After a myocardial infarction, a client is placed on a sodium-restricted diet. When the nurse is teaching the client about the diet, which meal plan would be the most appropriate?

  • A. 3 oz. broiled fish, 1 baked potato, 1/2 cup canned beets, 1 orange, and milk
  • B. 3 oz. canned salmon, fresh broccoli, 1 biscuit, tea, and 1 apple
  • C. A bologna sandwich, fresh eggplant, 2 oz fresh fruit, tea, and apple juice
  • D. 3 oz. turkey, 1 fresh sweet potato, 1/2 cup fresh green beans, milk, and 1 orange

Correct Answer: D
Rationale: The most appropriate meal plan for a client following a myocardial infarction and placed on a sodium-restricted diet should include fresh ingredients with low sodium content to promote heart health.
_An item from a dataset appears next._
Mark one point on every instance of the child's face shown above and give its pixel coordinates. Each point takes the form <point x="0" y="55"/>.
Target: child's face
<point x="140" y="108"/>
Option D, which consists of 3 oz. turkey, 1 fresh sweet potato, 1/2 cup fresh green beans, milk, and 1 orange, aligns best with these requirements. Option A contains canned beets, which are typically high in sodium. Option B includes canned salmon, which may have added sodium. Option C has a bologna sandwich, which is processed and high in sodium. Therefore, Option D is the most suitable choice for a client needing a low-sodium diet after a heart attack.